Source : Cannes 2009 - RFI - 19 mai 2009
Dans le cadre de la section Cannes Classics dédiée, comme son nom l'indique, aux grands classiques du 7ème d'art, les festivaliers ont l'opportunité durant une semaine de revoir de vieux films restaurés. Cette année, on a ainsi projeté "Pierrot le fou" de Godard, "Accident" de Losey ou encore "Les vacances de monsieur Hulot" de Jacques Tati. Ce mardi est présenté "L'Enfer d'Henri-Georges Clouzot" de Serge Bromberg et Ruxandra Medrea. Ni fiction ni vieux film, ce documentaire, qui sortira le 23 septembre, dans les salles françaises raconte le tournage insensé de "L'Enfer" de Clouzot, film inachevé et dont personne n'avait pu voir les images, jusqu'à ce mardi.
Ce documentaire, Serge Bromberg - intarissable sur cette formidable aventure - l'a réalisé comme on mène une enquête. Et pour causes, si chacun savait qu'Henri-Georges Clouzot avait, durant le mois de juillet 1964, tourné pendant deux semaines, personne n'avait jamais vu la moindre image de ce qui aurait dû être "L'Enfer", le film le plus ambitieux du réalisateur français (soutien de la Columbia américaine et budget illimité). «Mais tous les témoins de ce tournage s'accordaient pour le décrire comme incroyable même si tous avaient une version différente du tournage», raconte Serge Bromberg qui, dès lors, ne voit plus d'autre alternative que celle de retrouver ces images, pour en quelque sorte tirer l'affaire au clair.
La providence a voulu qu'il mette la main sur les 185 boîtes de bobines, ce qui représente rien moins que 16 heures d'images. «Et là, reprend notre interlocuteur, j'ai compris». Compris quel enfer ce fut effectivement tant pour le metteur en scène qui s'est littéralement perdu dans son projet et pour toute l'équipe du film, à commencer par les acteurs, Romy Schneider (26 ans) absolument sublime, et Serge Reggiani, carrément malmenés par un Clouzot qui s'abîme dans la recherche sans fin de la perfection et dont les doutes laissent tout un chacun dans une incompréhension totale.

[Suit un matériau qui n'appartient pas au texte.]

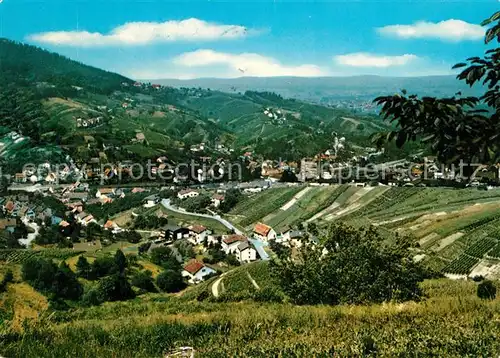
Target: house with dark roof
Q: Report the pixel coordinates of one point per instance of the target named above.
(188, 193)
(8, 224)
(172, 232)
(197, 234)
(230, 243)
(245, 252)
(77, 196)
(264, 232)
(196, 271)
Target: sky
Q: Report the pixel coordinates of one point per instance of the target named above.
(154, 39)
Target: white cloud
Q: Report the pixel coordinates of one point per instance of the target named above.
(143, 33)
(362, 59)
(449, 30)
(209, 63)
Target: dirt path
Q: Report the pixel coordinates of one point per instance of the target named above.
(253, 281)
(215, 286)
(296, 198)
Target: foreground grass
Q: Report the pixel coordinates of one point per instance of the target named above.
(452, 322)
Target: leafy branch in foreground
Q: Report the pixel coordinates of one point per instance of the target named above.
(352, 266)
(455, 128)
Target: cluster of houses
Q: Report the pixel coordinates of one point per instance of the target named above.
(20, 206)
(216, 198)
(88, 123)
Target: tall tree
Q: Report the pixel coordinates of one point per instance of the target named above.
(120, 260)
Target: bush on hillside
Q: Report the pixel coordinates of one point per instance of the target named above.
(144, 281)
(170, 281)
(486, 290)
(352, 266)
(46, 277)
(115, 288)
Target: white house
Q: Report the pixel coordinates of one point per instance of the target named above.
(197, 234)
(84, 219)
(252, 190)
(104, 192)
(230, 243)
(290, 236)
(214, 240)
(264, 232)
(245, 252)
(195, 271)
(217, 199)
(189, 193)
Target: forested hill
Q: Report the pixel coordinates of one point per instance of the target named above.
(25, 64)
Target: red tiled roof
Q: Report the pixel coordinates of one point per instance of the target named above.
(262, 229)
(9, 206)
(218, 197)
(187, 191)
(4, 223)
(109, 224)
(193, 266)
(106, 190)
(197, 228)
(234, 238)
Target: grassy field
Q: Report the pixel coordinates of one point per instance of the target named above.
(452, 322)
(186, 220)
(443, 222)
(256, 207)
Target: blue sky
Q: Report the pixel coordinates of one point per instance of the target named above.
(172, 39)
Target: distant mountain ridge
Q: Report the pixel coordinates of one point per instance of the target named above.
(25, 65)
(322, 89)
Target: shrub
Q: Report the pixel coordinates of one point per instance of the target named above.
(232, 260)
(83, 267)
(91, 298)
(352, 266)
(115, 288)
(103, 266)
(170, 281)
(486, 290)
(269, 294)
(144, 280)
(8, 278)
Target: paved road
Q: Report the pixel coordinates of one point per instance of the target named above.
(215, 286)
(168, 206)
(31, 236)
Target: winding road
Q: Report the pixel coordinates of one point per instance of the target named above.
(168, 206)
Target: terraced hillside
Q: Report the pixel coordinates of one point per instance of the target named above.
(457, 230)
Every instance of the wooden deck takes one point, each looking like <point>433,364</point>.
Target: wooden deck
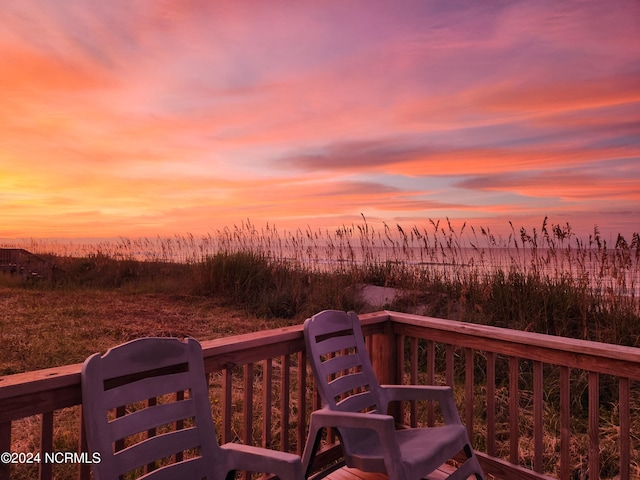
<point>346,473</point>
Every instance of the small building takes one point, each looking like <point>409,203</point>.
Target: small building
<point>22,262</point>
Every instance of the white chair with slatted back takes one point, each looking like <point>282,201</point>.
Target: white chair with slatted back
<point>355,404</point>
<point>164,428</point>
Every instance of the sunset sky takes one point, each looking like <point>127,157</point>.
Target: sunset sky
<point>143,118</point>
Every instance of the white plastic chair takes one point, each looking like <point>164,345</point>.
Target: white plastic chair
<point>355,404</point>
<point>156,368</point>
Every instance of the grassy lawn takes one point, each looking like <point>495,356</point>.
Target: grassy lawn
<point>45,328</point>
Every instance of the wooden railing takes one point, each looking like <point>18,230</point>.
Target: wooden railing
<point>514,389</point>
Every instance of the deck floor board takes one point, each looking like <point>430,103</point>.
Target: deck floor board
<point>346,473</point>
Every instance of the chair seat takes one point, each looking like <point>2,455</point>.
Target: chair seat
<point>419,447</point>
<point>354,403</point>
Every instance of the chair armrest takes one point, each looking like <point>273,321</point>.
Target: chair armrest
<point>372,421</point>
<point>383,426</point>
<point>262,460</point>
<point>441,394</point>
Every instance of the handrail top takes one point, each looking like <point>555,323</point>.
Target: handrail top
<point>566,344</point>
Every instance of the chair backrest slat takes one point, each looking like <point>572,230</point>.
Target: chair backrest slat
<point>154,448</point>
<point>169,430</point>
<point>151,417</point>
<point>340,363</point>
<point>359,402</point>
<point>349,384</point>
<point>146,388</point>
<point>350,355</point>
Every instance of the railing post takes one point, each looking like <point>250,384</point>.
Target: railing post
<point>384,358</point>
<point>5,446</point>
<point>384,355</point>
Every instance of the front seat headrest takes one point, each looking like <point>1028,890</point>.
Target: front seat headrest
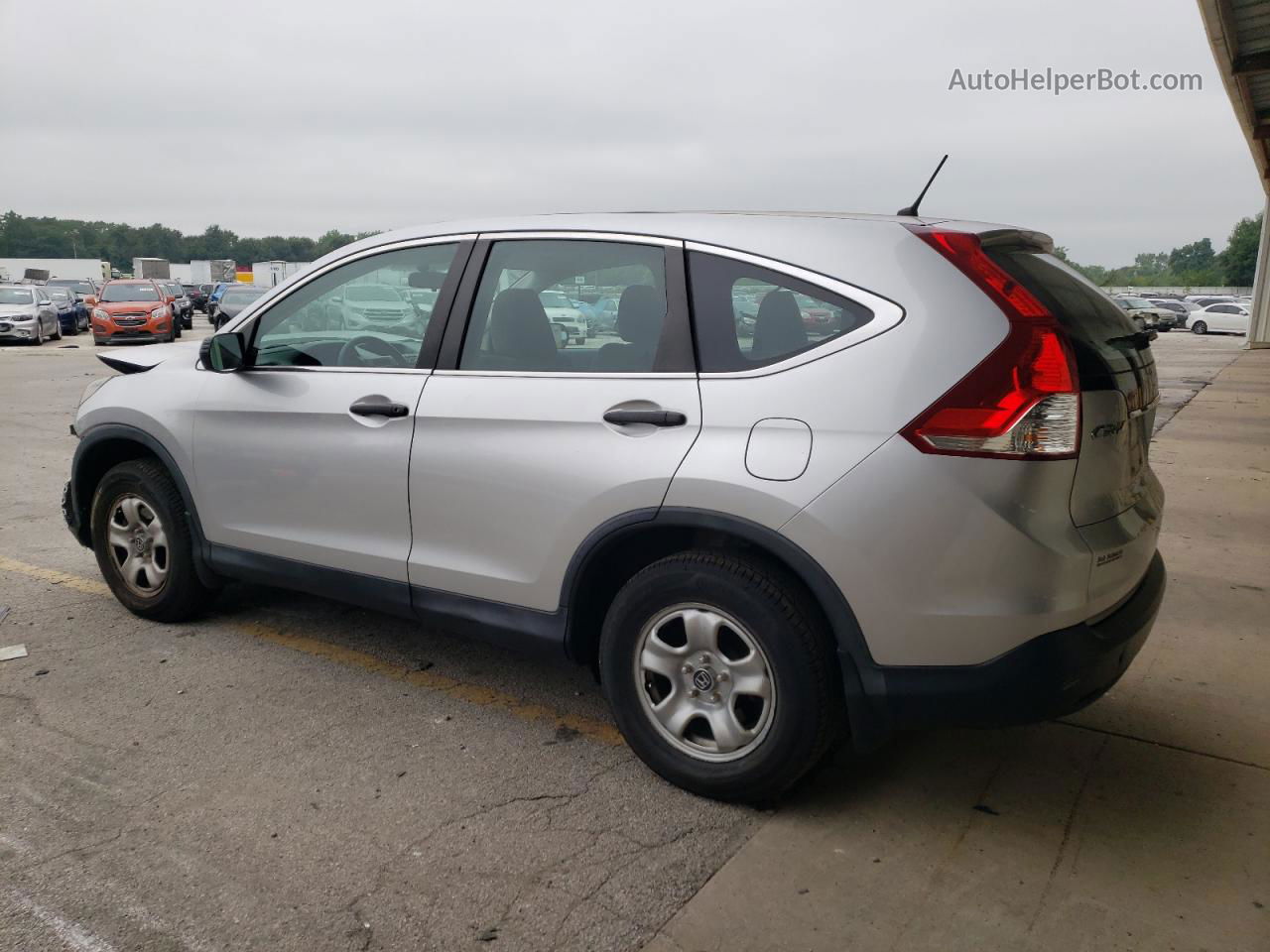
<point>640,313</point>
<point>518,329</point>
<point>778,327</point>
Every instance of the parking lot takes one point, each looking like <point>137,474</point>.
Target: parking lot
<point>290,774</point>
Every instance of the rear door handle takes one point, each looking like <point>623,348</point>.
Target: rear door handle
<point>379,407</point>
<point>658,417</point>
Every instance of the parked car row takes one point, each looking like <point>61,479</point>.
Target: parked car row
<point>1201,313</point>
<point>28,315</point>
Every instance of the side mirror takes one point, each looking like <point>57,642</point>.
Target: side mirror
<point>223,353</point>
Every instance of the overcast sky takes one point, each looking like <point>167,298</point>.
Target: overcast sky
<point>298,117</point>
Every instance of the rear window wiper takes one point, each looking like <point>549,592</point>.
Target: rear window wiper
<point>1141,339</point>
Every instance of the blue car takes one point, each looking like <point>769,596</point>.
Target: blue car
<point>71,313</point>
<point>77,289</point>
<point>213,298</point>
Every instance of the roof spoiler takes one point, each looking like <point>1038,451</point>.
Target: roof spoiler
<point>1017,239</point>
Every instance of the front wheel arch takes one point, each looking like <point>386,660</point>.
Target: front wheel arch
<point>109,444</point>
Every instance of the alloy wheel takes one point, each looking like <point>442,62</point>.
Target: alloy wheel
<point>703,682</point>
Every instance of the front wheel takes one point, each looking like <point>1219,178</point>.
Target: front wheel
<point>719,675</point>
<point>144,544</point>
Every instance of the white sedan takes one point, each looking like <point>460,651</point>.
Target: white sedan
<point>1225,317</point>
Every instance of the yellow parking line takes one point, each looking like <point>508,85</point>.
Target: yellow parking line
<point>91,587</point>
<point>451,687</point>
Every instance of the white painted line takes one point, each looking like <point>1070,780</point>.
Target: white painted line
<point>72,934</point>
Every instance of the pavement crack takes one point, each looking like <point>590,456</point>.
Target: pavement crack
<point>1165,744</point>
<point>1067,832</point>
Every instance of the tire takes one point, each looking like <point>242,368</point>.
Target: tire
<point>766,634</point>
<point>168,588</point>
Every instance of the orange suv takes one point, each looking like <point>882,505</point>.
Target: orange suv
<point>132,309</point>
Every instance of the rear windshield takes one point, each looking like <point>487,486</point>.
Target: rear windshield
<point>1101,334</point>
<point>130,293</point>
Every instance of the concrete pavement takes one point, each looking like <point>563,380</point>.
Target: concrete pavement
<point>1143,823</point>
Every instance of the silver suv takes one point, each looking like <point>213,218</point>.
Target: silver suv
<point>911,490</point>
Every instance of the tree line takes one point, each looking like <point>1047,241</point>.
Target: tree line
<point>66,238</point>
<point>1191,266</point>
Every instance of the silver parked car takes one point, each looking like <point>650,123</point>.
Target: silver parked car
<point>27,313</point>
<point>915,493</point>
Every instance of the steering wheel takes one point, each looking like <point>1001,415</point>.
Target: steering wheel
<point>349,356</point>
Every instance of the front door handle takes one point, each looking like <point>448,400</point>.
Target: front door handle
<point>658,417</point>
<point>379,407</point>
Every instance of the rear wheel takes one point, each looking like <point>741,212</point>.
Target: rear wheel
<point>719,676</point>
<point>144,544</point>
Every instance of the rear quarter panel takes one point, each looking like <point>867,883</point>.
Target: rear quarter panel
<point>852,400</point>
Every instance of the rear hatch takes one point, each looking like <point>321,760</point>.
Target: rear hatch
<point>1116,499</point>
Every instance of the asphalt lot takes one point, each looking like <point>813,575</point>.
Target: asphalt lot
<point>290,774</point>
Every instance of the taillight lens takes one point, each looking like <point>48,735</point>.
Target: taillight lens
<point>1024,399</point>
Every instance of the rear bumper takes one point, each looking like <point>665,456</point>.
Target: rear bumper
<point>1048,676</point>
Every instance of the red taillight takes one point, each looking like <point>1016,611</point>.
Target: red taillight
<point>1023,400</point>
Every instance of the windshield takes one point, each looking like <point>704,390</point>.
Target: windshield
<point>130,293</point>
<point>372,293</point>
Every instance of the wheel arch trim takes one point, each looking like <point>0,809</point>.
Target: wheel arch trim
<point>861,678</point>
<point>81,495</point>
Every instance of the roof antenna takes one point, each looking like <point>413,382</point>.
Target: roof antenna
<point>912,209</point>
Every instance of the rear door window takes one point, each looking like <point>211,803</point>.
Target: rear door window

Et pourtant, rappelle Serge Bromberg, «L'Enfer était à l'origine un film intimiste». En l'occurrence l'histoire d'un homme, Marcel, patron d'une auberge de province, saisi par le démon de la jalousie. Il se met à soupçonner son épouse, Odette, puis à l'espionner, puis à la harceler. Le film - tantôt en couleurs tantôt en noir et blanc, au gré des crises de Marcel -, devait nous faire pénétrer dans la folie, les délires de cet homme, à grand renfort d'emprunts à l'art cinétique, ce que nous montrent les essais fascinants tournés avec les deux acteurs.
«Clouzot est rentré dans sa propre folie, ce qui l'a mené à la catastrophe. C'est comme si le film qu'il avait écrit sur une obsession lui était revenu comme un boomerang». La catastrophe, ce fut l'infarctus dont fut victime le réalisateur de Quai d'orfèvre et qui interrompit définitivement le tournage devenu de toute façon impossible de ce qui s'apparentait déjà à un film maudit. La seule issue possible, finalement.
Pour nous raconter l'histoire de ce naufrage, Serge Bromberg a fait le choix de suivre deux pistes : «Il y a deux histoires, d'abord celle de Clouzot qui se fixe un défi improbable qui le conduira au drame ; et puis il y a celle de ce qu'aurait été le film s'il avait été mené à son terme. Aux images existantes, et pour combler les manques, j'ai donc demander à deux comédiens Bérénice Bejo et Jacques Gamblin de jouer les scènes du scénario originale, à partir des dialogues écrits par Clouzot». La première histoire étant construite autour des témoignages des collaborateurs du réalisateur et les fameuses images dont la découverte ne fait qu'aviver le regret de savoir ce film à jamais inachevé. Mais retrouvé. Et devant les tâtonnements d'un Clouzot qu'on découvre tenté par l'inconnu, lui dont le nom est le symbole même d'un cinéma maîtrisé et de facture plutôt classique («C'était sans doute le film de sa vie», estime le réalisateur), devant la beauté éblouissante de Romy Schneider et le parfum de mystère qui enveloppe les images, on reçoit ce documentaire comme un formidable cadeau, après quarante cinq ans d'obscurité.